An example is urgently needed.

"In the last auction I offered for sale a Day-Date in platinum onyx dial with an ultra conservative estimate at 20,000 euros. I was able to do this because the client trusted me and Monaco Legend's selling skills. If I had put it near the 124,000 euros that was the actual adjudication, I would have only achieved to scare off possible buyers and maybe the watch would not even have reached that important value. Also, I think if it had been unreserved, it would have made even more: it was an exceptional watch."

A 1987 Rolex Day-Date Ref. 18026 in platinum, onyx dial. Starting with an estimate of 20,000 euros, it was sold by Monaco Legend for 169,000 euros
A 1987 Rolex Day-Date Ref. 18026 in platinum, onyx dial. Starting with an estimate of 20,000 euros, it was sold by Monaco Legend for 169,000 euros

Is vintage watchmaking passion or investment?

"It is born as a passion. If you approach it solely for investment, it's difficult for the watch to pay you back: you have to convey passion, emotion. It is not a short-term market suitable for short-term speculators. You should not talk about monthly or annual percentage appreciation. To those who ask me how much a particular watch will be worth in a year's time, I always say, "approach some stock market investments, right now they are having very good results, but above all you will have more established and secure satisfactions." The watch does not give certainties, today the market is large and important because there are so many enthusiasts scattered all over the world, not because there are speculators. These move in and out quickly, on the contrary, those who cherish and agree to keep a collector's piece, for long enough to pay it back, will only ever have satisfaction.

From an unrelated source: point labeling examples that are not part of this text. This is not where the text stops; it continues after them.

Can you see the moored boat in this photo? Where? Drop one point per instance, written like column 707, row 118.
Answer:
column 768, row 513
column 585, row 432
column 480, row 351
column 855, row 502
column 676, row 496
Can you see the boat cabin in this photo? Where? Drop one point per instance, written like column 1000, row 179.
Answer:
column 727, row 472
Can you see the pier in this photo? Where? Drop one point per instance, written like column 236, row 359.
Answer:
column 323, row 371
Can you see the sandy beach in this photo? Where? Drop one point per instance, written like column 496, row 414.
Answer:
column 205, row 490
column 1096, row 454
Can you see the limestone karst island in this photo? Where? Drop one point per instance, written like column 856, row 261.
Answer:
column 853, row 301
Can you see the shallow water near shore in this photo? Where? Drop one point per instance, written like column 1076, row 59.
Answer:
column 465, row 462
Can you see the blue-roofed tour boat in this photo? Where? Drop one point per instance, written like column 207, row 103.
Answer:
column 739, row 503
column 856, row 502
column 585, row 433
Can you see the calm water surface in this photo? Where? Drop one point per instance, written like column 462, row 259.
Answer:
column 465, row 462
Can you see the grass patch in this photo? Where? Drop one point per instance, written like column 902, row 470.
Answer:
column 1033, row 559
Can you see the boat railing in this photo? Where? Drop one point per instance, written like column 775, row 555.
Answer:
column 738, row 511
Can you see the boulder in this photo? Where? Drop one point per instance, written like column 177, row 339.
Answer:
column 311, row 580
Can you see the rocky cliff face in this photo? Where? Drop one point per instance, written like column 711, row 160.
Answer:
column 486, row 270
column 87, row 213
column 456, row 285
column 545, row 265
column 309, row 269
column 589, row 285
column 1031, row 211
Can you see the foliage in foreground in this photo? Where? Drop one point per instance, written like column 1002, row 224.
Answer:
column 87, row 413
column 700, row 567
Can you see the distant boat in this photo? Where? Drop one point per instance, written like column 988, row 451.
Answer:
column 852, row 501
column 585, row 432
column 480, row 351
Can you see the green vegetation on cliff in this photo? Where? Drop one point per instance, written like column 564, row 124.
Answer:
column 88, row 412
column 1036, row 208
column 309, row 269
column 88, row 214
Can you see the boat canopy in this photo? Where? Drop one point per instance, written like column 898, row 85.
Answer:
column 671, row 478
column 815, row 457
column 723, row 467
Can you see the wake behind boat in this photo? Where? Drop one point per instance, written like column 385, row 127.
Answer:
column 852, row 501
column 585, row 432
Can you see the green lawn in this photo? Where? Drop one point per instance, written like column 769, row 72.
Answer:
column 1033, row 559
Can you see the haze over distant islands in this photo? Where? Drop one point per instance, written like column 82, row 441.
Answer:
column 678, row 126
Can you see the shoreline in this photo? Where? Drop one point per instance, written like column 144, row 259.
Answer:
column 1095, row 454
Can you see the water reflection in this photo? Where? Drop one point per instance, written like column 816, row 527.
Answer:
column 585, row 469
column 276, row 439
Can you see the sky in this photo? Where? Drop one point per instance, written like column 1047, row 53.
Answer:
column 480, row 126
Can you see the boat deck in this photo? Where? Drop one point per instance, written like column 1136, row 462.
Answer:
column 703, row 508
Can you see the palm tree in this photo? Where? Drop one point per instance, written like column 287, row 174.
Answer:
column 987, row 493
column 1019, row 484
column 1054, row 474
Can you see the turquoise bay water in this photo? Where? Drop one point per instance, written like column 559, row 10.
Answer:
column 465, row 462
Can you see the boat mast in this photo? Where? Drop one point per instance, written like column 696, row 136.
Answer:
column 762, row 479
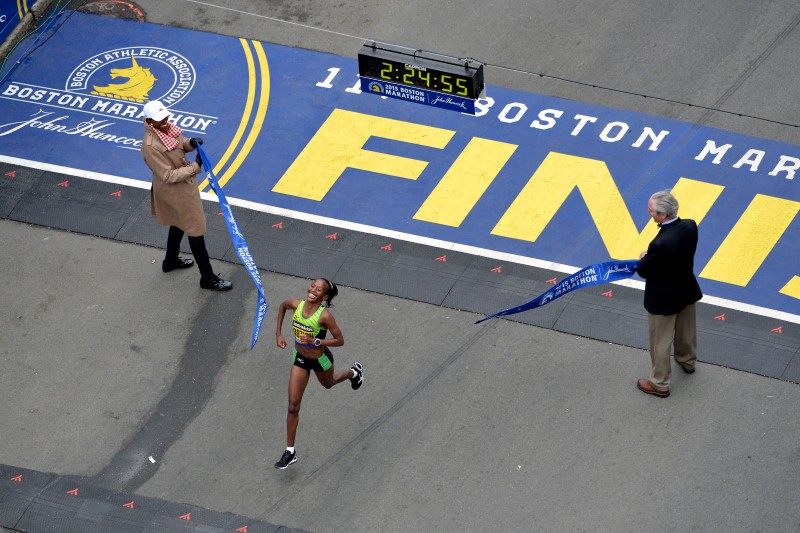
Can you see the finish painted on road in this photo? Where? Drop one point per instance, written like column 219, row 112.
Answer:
column 531, row 177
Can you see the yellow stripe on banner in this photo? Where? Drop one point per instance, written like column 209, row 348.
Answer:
column 248, row 109
column 792, row 288
column 261, row 112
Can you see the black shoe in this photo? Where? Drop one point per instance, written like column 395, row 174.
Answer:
column 286, row 459
column 356, row 381
column 216, row 284
column 177, row 263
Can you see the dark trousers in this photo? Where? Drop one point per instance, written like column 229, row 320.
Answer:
column 198, row 246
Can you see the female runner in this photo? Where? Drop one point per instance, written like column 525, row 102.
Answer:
column 311, row 322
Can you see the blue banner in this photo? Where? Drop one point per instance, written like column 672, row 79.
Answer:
column 592, row 275
column 241, row 246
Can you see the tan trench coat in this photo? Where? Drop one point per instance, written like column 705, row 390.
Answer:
column 174, row 196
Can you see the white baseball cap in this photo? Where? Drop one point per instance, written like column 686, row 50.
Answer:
column 155, row 110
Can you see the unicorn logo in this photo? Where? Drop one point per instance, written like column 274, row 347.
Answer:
column 136, row 89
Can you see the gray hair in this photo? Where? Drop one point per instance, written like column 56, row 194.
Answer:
column 664, row 202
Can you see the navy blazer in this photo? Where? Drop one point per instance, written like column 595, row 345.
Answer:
column 668, row 269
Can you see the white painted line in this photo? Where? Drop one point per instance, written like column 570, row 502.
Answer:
column 408, row 237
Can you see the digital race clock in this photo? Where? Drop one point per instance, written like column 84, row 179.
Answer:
column 423, row 70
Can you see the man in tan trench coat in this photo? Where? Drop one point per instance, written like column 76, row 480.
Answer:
column 174, row 196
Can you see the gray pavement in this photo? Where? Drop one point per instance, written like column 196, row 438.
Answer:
column 499, row 427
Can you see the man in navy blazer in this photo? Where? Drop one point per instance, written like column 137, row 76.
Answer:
column 670, row 293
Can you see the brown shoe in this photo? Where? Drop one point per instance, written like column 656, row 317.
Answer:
column 646, row 386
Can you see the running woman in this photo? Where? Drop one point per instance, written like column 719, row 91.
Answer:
column 311, row 323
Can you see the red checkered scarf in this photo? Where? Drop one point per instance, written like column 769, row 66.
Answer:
column 169, row 137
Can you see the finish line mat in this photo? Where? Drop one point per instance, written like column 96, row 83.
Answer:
column 396, row 267
column 531, row 179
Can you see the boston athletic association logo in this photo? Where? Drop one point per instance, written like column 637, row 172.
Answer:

One law is what drives the market: the lust for possession."

 

The lust for possession?

"If you buy a nice watch and keep it, there will always be someone else who will want it and to be able to take it away from you they will be willing to pay more than you paid for it. Which then, you may have realized, for me to sell an object I care about is really a pain. Americans say "Let it go," let it go, but for me it's really a pain to alienate certain watches that I care about ... it may sound absurd but my son suffers more than I do."